---
title: "AWS S3 Backend"
author: "Dyfan Jones"
output: rmarkdown::html_vignette
vignette: >
  %\VignetteIndexEntry{AWS S3 Backend}
  %\VignetteEngine{knitr::rmarkdown}
  %\usepackage[UTF-8]{inputenc}
---

`AWS Athena` allows SQL querying to be performed on [AWS S3 buckets](https://aws.amazon.com/s3/). To gain access to this, the correct permission level needs to be enabled.

# AWS S3 Structures

`RAthena` uploads the data into `AWS S3`, then registers the table in `AWS Athena`. When appending data to an existing `AWS Athena` table, `RAthena` adds the data in the specified `AWS S3` partition and then repairs the `AWS Athena` table. 

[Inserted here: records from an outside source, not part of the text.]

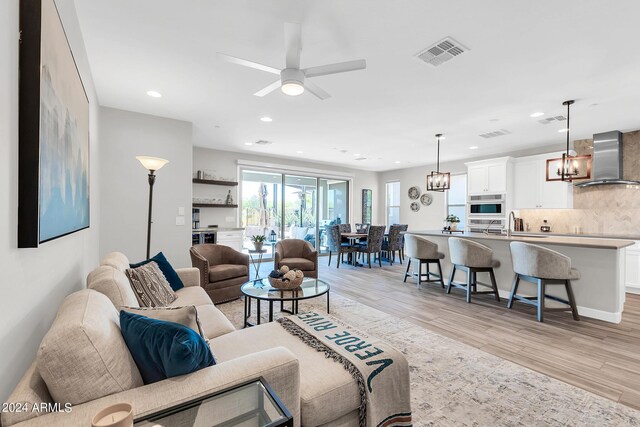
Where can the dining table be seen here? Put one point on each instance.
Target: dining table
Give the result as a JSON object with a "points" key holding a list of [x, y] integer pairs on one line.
{"points": [[354, 237]]}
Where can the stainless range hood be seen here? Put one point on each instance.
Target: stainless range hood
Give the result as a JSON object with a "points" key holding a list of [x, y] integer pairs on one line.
{"points": [[607, 161]]}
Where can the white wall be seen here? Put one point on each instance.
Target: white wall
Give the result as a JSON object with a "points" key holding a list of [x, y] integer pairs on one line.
{"points": [[225, 163], [124, 199], [428, 217], [35, 281]]}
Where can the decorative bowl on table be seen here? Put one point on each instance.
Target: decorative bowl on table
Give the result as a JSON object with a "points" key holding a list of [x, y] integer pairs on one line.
{"points": [[284, 278]]}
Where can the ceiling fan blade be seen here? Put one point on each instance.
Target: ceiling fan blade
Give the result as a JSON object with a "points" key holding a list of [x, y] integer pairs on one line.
{"points": [[267, 90], [340, 67], [316, 90], [247, 63], [292, 44]]}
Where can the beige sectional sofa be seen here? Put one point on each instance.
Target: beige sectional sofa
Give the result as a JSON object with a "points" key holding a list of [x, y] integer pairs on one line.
{"points": [[83, 360]]}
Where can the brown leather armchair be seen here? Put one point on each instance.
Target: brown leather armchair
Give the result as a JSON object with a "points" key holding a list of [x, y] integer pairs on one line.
{"points": [[296, 253], [222, 270]]}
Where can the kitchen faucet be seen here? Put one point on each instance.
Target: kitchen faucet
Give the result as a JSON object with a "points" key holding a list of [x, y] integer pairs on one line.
{"points": [[511, 214]]}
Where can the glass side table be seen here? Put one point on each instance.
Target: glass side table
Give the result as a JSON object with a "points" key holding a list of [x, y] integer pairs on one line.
{"points": [[261, 290], [256, 259], [251, 404]]}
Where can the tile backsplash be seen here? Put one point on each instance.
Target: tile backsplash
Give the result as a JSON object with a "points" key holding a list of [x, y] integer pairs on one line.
{"points": [[614, 221]]}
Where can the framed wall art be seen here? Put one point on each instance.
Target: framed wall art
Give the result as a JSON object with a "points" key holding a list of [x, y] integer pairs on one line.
{"points": [[53, 176], [367, 203]]}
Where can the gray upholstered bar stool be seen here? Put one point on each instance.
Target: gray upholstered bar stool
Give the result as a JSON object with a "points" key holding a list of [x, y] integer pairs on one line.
{"points": [[543, 267], [425, 252], [473, 258]]}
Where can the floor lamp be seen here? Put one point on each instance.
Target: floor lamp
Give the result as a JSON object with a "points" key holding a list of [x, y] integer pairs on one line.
{"points": [[152, 164]]}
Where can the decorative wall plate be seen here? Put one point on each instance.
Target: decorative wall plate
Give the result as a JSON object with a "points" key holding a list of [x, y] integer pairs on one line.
{"points": [[414, 193], [426, 199]]}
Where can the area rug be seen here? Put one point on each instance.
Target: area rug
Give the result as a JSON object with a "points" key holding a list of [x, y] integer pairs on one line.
{"points": [[453, 384]]}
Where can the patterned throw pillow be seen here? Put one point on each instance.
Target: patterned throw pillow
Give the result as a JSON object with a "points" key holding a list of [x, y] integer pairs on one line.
{"points": [[186, 315], [150, 286]]}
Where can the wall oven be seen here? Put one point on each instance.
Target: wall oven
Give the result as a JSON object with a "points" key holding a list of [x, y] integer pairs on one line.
{"points": [[486, 205]]}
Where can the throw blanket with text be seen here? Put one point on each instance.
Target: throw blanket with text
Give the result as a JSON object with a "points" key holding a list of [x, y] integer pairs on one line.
{"points": [[382, 372]]}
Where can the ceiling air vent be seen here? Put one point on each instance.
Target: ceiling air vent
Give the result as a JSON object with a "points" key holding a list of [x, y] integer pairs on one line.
{"points": [[552, 119], [442, 51], [496, 133]]}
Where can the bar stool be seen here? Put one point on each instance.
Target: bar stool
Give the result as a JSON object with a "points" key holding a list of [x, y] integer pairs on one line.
{"points": [[542, 266], [473, 258], [425, 252]]}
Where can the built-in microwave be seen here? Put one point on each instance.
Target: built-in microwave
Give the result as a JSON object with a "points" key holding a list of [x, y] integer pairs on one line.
{"points": [[486, 204]]}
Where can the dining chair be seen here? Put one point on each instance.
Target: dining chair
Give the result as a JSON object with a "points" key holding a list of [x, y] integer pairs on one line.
{"points": [[373, 245], [335, 244], [394, 242]]}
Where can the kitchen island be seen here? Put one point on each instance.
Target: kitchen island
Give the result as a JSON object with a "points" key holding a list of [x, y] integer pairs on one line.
{"points": [[599, 293]]}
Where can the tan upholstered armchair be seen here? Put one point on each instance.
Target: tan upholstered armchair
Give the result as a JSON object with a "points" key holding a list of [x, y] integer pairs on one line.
{"points": [[222, 270], [296, 253]]}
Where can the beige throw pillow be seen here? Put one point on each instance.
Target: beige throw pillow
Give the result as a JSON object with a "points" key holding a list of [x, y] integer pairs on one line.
{"points": [[186, 315], [150, 286]]}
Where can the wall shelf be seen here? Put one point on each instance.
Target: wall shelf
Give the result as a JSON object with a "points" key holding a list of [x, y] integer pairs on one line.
{"points": [[213, 205], [214, 182]]}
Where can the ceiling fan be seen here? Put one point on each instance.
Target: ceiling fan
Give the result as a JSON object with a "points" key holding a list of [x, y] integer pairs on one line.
{"points": [[293, 81]]}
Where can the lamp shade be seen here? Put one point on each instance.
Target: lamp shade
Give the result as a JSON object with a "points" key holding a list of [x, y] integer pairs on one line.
{"points": [[152, 163]]}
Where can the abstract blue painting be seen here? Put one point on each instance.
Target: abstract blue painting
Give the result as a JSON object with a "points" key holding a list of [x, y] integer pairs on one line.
{"points": [[54, 130]]}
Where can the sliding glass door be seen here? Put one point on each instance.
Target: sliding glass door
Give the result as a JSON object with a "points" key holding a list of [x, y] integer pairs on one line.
{"points": [[282, 206], [261, 207], [333, 207], [300, 202]]}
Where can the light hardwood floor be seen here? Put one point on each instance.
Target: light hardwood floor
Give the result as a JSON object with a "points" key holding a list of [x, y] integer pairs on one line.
{"points": [[597, 356]]}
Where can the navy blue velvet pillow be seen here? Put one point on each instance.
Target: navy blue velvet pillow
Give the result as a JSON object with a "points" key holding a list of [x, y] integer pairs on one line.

`RAthena` uses the parameter: `s3.location` from the function `dbWriteTable` for the `AWS S3` location. If `s3.location` isn't specified then the location is taken from the initial connection (`dbConnect`). 

`RAthena` aligns the `s3.location` to the following `AWS S3` structure: `{s3.location}/{schema}/{table_name}/{partition}/{file}` (remember that `s3.location` has to be in [s3 uri format](https://docs.aws.amazon.com/AmazonS3/latest/dev/UsingBucket.html): "s3://bucket-name/key-name"). This is to allow tables with same name to be uploaded to different schemas.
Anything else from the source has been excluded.